Statements failing to reach consensus in Round 2 in addition to novel statements generated in Round 2 were presented to panellists in Round 3. Results from the previous round alongside summary statistics were presented to all panellists in order to encourage convergence of opinion for non-consensus statements. Panellists voted on statements in a similar manner to Round 2.

Round 4

Panellists who had completed all previous rounds of the Delphi exercise were invited to a final consensus meeting held on the Microsoft Teams (Microsoft, Redmond, WA) platform on the 24/06/2021. Statements failing to reach consensus from Round 3 were discussed and subsequently voted upon during the meeting using Mentimeter (Mentimeter, Stockholm, Sweden), a real-time polling software. During this final consensus meeting, statements were discussed amongst panellists in order to draught a consensus document.
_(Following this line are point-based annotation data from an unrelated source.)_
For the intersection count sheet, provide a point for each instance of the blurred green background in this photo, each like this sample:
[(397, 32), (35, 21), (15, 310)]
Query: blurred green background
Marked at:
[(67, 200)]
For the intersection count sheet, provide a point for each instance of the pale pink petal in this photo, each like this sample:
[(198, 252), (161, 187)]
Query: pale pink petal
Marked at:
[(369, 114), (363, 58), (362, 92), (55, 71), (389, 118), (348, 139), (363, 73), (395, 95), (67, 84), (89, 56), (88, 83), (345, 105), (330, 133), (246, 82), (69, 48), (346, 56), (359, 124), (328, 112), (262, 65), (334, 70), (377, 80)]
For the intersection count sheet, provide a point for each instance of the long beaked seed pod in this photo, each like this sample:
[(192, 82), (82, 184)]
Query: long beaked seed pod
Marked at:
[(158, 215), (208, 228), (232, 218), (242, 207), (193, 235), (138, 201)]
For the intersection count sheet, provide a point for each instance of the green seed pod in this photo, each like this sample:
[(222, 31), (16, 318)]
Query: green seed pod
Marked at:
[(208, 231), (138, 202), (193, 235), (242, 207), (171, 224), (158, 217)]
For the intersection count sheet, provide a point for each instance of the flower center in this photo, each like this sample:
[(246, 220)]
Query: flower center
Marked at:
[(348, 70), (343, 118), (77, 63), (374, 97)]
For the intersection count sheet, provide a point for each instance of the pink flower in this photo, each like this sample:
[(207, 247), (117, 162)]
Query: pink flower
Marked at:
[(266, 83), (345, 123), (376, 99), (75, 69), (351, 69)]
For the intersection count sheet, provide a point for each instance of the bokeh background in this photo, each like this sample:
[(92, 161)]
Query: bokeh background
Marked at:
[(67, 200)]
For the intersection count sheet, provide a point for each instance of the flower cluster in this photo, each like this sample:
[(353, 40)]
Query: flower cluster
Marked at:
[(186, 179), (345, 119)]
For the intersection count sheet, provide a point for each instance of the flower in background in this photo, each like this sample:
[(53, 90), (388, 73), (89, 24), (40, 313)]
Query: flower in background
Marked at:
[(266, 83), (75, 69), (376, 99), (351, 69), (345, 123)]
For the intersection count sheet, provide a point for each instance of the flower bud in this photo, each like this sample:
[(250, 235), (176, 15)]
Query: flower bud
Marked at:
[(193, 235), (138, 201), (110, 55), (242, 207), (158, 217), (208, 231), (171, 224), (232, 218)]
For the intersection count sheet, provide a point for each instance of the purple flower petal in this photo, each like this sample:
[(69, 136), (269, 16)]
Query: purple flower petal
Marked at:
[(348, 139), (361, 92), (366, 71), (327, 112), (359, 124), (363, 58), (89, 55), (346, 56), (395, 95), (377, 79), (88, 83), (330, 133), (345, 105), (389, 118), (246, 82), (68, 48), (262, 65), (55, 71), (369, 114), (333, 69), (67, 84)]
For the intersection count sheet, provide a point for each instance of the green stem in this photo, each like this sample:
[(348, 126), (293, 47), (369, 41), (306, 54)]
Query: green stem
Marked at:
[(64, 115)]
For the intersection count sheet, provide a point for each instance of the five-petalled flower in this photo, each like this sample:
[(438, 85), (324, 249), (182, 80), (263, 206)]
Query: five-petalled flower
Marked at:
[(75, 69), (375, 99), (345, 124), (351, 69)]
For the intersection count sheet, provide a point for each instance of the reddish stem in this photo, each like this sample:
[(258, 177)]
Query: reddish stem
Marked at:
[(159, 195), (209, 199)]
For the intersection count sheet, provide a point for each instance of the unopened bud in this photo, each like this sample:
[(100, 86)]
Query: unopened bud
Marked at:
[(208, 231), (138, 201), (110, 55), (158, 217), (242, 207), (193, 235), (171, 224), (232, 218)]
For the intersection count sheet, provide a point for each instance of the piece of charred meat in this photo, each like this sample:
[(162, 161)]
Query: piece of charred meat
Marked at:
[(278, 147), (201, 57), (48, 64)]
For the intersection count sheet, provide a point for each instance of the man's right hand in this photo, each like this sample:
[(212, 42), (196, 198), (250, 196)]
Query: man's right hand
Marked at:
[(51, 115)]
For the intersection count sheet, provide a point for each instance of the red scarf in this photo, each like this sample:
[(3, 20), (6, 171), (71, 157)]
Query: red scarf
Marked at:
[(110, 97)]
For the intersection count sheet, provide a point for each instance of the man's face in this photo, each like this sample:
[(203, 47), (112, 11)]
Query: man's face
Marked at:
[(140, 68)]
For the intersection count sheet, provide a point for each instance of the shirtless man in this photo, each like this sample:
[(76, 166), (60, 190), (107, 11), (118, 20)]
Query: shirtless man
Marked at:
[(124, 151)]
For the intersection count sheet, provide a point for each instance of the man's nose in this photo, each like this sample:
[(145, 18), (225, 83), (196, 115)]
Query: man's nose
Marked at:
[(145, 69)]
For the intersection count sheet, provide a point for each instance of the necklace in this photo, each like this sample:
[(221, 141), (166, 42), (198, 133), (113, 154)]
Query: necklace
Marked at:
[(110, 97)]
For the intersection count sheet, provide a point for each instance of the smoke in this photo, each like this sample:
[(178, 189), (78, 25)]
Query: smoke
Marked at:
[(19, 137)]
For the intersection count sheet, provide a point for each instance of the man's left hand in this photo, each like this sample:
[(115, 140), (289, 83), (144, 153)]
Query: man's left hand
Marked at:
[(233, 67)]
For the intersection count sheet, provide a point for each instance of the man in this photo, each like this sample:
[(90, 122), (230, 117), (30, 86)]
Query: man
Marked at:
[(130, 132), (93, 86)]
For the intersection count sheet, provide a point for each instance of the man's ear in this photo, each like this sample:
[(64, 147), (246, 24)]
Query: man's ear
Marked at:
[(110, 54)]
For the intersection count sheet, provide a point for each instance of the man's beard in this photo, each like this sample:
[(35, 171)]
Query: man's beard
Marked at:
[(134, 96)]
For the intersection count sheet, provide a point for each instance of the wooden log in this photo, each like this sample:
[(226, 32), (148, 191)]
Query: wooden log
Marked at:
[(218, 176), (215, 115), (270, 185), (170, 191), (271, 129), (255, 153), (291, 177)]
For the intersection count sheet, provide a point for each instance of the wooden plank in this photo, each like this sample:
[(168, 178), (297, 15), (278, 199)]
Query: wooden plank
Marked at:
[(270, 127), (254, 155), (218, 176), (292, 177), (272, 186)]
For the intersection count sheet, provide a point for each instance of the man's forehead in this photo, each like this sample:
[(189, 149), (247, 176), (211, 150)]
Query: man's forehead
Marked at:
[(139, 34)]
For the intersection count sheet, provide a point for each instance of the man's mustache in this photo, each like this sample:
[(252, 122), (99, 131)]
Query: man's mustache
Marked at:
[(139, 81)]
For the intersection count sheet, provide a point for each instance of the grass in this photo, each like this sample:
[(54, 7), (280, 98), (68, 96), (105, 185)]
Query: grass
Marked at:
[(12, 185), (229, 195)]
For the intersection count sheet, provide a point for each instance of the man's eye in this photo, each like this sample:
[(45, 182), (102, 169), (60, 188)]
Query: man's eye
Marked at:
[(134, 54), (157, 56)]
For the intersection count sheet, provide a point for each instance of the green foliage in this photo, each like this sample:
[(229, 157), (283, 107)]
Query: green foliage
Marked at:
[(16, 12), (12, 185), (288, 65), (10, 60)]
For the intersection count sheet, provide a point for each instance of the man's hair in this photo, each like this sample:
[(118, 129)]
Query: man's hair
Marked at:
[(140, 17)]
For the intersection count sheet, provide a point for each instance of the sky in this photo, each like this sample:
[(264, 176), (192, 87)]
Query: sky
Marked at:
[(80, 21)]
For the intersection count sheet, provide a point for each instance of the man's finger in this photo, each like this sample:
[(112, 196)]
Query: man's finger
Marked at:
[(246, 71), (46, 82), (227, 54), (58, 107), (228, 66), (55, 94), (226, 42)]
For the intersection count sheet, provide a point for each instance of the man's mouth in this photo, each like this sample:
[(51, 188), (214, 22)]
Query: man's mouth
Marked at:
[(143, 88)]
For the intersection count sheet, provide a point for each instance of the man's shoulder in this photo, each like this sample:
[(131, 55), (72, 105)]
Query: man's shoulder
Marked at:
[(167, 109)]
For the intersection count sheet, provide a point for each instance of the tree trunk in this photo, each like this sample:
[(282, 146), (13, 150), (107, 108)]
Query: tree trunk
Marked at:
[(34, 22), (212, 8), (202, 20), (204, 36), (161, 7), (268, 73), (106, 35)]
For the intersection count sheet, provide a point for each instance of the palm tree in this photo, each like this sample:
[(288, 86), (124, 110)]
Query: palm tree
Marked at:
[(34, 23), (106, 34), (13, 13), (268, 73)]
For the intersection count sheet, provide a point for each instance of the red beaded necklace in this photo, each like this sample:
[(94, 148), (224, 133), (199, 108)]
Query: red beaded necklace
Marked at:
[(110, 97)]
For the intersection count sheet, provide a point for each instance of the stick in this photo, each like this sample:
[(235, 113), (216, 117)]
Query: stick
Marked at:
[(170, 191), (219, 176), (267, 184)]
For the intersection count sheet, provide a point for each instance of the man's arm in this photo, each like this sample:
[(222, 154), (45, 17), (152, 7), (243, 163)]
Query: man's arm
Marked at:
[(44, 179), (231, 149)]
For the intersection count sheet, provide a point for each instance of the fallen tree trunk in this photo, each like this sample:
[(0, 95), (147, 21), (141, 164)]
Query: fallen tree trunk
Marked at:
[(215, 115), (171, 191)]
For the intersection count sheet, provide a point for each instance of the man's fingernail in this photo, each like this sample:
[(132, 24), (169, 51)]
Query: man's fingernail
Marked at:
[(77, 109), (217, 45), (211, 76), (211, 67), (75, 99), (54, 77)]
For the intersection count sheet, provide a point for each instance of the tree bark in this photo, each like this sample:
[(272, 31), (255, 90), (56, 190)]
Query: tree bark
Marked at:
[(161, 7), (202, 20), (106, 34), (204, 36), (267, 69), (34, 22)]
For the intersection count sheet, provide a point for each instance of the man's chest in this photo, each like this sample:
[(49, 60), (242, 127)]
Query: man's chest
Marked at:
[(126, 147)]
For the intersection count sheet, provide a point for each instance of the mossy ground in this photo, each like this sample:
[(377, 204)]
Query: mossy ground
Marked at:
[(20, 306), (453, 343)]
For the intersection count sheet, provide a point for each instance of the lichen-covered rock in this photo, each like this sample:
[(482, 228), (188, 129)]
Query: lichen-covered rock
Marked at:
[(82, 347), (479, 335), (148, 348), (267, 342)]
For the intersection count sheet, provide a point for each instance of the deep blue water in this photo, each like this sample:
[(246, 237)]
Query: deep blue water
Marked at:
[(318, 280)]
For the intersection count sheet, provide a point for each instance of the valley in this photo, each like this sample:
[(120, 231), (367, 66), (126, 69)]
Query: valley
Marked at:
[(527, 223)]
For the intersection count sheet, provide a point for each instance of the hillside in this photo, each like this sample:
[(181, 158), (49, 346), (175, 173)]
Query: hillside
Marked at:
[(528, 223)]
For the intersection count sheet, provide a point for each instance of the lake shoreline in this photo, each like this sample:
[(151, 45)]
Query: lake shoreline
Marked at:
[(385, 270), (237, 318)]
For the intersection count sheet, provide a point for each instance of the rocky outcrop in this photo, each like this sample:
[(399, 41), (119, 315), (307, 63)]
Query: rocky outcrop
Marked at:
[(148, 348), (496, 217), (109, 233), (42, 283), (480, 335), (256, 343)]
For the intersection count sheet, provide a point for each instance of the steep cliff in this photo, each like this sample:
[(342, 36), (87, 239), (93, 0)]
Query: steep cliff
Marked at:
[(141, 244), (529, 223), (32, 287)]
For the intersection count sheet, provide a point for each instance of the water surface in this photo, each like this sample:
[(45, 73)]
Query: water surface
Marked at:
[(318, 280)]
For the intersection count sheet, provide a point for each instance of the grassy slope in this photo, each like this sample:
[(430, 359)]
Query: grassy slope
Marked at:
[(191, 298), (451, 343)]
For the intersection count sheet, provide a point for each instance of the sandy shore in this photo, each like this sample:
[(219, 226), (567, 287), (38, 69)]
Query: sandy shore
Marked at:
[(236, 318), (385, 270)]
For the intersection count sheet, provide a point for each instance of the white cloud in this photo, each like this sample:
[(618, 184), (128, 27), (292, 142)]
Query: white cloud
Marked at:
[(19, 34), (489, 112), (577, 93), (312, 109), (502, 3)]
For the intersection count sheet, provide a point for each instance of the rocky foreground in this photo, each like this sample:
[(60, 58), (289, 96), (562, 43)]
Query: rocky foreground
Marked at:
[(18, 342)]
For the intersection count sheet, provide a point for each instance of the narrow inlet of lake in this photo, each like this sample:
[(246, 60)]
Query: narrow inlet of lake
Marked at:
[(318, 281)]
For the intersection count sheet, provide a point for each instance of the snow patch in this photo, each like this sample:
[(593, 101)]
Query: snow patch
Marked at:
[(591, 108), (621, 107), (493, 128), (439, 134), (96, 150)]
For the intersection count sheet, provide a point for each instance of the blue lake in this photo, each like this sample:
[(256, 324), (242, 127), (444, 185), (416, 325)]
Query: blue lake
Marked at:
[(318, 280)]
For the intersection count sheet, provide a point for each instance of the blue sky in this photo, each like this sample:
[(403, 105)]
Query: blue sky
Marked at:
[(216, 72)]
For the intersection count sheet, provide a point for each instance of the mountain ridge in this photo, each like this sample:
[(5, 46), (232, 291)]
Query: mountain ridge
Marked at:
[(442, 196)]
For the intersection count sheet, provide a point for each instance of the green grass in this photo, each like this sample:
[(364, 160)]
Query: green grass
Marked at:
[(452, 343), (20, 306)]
Finally, barriers to the development, deployment and monitoring of digital surgery and future research goals which had reached consensus in the previous rounds were ranked from most to least important by meeting participants.

Ethical approval

Ethical approval for this study was granted by the local research ethics committee at Imperial College, London (20IC6136). All participants were electronically provided with participant information prior to commencing Round 1. All participants provided electronic informed consent prior to commencing Round 1.

Reporting summary

Further information on research design is available in the Nature Research Reporting Summary linked to this article.